I’d like to think it’s reasonable that many of us, whether raising infants or caring for elderly parents – or even tidying up after ourselves – with conditions like incontinence or leakage, should be concerned about our own health. According to health experts, we ought to be drinking a recommended 8-15 glasses of water each day. A product like “Pretty Diapers” might put the gladder back into our bladders.
Many people I know prefer to keep their discomforts and bouts with affliction to themselves, taking the time to visit a doctor’s office only when they feel a little punky. Being prescribed an aspirin and a reminder to stay hydrated can be just as frustrating as waking up every morning to find the cat has left another dead mouse at the foot of the bed.
Detractors may claim a major drawback for monitoring our own health by using the cat litter model for my “Pretty Diapers” approach is that the FDA will surely have something to say. Just like prescriptions, Pretty Litter is NOT available over the counter. A cat owner must use the company’s subscription service. Each $22 bag supposedly lasts a month. Multiple cats require additional bags, so just me and my mate, for instance, would have to dig out an annual $480 from our wallet, a place where cash doesn’t tend to clump.

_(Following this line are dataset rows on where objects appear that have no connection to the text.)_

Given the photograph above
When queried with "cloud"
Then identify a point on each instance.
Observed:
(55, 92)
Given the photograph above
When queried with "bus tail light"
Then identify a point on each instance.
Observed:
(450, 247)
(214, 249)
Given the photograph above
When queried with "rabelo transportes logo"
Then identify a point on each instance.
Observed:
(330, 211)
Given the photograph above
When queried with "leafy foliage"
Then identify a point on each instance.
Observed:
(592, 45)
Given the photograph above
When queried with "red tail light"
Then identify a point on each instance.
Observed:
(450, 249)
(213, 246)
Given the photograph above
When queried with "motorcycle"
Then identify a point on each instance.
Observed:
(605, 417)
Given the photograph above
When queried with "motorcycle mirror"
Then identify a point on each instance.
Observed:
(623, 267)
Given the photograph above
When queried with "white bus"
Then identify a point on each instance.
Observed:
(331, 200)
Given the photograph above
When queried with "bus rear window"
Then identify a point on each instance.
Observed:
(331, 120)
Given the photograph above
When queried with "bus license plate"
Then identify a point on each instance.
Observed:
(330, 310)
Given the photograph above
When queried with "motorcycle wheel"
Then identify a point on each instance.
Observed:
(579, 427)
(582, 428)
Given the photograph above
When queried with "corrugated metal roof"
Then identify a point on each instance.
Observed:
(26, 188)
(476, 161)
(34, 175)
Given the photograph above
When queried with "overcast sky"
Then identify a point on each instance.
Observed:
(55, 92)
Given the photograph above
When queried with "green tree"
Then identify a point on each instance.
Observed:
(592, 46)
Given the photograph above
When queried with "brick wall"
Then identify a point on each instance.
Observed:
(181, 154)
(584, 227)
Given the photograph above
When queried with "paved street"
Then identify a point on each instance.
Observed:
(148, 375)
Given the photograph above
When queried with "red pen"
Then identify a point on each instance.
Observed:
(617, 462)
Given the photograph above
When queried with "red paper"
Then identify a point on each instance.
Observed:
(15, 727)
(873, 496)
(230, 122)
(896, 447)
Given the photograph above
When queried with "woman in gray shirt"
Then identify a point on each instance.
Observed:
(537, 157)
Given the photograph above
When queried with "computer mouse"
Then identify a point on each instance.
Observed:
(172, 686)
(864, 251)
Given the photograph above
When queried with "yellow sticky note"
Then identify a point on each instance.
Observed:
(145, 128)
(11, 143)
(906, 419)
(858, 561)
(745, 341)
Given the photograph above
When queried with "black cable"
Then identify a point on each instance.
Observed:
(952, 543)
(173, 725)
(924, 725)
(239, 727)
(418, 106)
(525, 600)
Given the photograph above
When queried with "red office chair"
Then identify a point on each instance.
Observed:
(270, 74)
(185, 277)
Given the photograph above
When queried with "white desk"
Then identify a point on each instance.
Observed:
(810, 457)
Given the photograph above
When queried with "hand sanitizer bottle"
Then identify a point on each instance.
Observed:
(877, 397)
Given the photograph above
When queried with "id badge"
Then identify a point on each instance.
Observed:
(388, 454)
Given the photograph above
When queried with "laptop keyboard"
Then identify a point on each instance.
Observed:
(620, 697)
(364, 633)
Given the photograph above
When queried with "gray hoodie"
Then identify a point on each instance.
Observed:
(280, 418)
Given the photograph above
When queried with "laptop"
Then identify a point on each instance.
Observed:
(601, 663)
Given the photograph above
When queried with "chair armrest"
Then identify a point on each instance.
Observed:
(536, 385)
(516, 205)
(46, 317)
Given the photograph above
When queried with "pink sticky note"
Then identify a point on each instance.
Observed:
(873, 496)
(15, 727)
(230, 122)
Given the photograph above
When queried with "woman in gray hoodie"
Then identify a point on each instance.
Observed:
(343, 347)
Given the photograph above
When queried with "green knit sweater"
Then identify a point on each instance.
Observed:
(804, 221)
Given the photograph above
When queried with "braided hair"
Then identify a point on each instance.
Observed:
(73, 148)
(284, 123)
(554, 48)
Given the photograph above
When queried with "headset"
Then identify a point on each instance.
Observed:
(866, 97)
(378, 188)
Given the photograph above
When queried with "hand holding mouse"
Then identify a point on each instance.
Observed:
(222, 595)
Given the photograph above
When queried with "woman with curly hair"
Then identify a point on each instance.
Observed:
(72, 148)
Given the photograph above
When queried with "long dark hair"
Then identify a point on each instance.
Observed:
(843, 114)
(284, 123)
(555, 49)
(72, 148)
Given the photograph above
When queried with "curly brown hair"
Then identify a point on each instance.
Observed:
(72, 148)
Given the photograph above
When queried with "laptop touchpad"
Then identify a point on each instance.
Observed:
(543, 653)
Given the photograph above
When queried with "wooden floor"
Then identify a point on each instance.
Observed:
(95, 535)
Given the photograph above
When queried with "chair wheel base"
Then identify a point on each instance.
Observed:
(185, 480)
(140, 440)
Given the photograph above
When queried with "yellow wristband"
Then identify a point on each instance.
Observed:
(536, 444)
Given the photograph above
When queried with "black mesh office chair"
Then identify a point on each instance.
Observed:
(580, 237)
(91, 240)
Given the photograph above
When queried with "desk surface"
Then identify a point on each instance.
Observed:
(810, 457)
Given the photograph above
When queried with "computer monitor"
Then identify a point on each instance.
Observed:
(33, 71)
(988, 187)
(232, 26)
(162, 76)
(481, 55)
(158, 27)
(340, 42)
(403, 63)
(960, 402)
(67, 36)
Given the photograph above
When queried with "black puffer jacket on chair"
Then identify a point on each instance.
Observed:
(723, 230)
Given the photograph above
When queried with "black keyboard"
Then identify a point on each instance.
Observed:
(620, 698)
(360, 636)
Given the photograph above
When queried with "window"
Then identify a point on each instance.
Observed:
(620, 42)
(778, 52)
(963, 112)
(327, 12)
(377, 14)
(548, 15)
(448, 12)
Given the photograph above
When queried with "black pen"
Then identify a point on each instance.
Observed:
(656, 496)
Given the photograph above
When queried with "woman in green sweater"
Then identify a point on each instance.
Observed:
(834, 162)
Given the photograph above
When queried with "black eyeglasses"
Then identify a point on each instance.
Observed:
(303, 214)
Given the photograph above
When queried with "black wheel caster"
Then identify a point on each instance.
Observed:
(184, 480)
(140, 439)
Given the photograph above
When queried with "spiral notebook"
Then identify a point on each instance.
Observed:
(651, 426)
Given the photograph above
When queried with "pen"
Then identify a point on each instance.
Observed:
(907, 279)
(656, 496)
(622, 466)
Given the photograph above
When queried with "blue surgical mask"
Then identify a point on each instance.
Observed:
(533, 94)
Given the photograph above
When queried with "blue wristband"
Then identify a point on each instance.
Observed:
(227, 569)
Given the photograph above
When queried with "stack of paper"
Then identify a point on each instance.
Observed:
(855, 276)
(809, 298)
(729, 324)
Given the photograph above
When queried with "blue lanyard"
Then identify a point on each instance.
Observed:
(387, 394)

In the end, it’s all about money. Just reading the FAQs on Pretty Litter’s website is enough to quash anyone’s entrepreneurial spirit, maybe even saving me a fortune on attorney fees when the first assisted living facility sues my ass!
Can you flush Pretty Litter?
“For proper disposal, flush your pet’s solid waste down the toilet and then throw the litter into your usual trash.”
I’m just imagining how Charmin Ultra Soft would answer the same question.
Is Pretty Litter toxic?
“...(it) won’t have a significant effect on your pets’ bowels if they accidentally eat it.”
Now I’m trying NOT to imagine anything.
If you’re beginning to feel like a skeptical reader, consider this final FAQ.
What is Pretty Litter’s return policy?
“Your first bag of Pretty Litter is risk-free. That means your cat can test it out for 30 days and if you’re not satisfied with the results, simply send it back for a full refund.”
Really? After 30 days? Nobody, not even the Telegraph, wants to open a 6-pound package of dissatisfaction.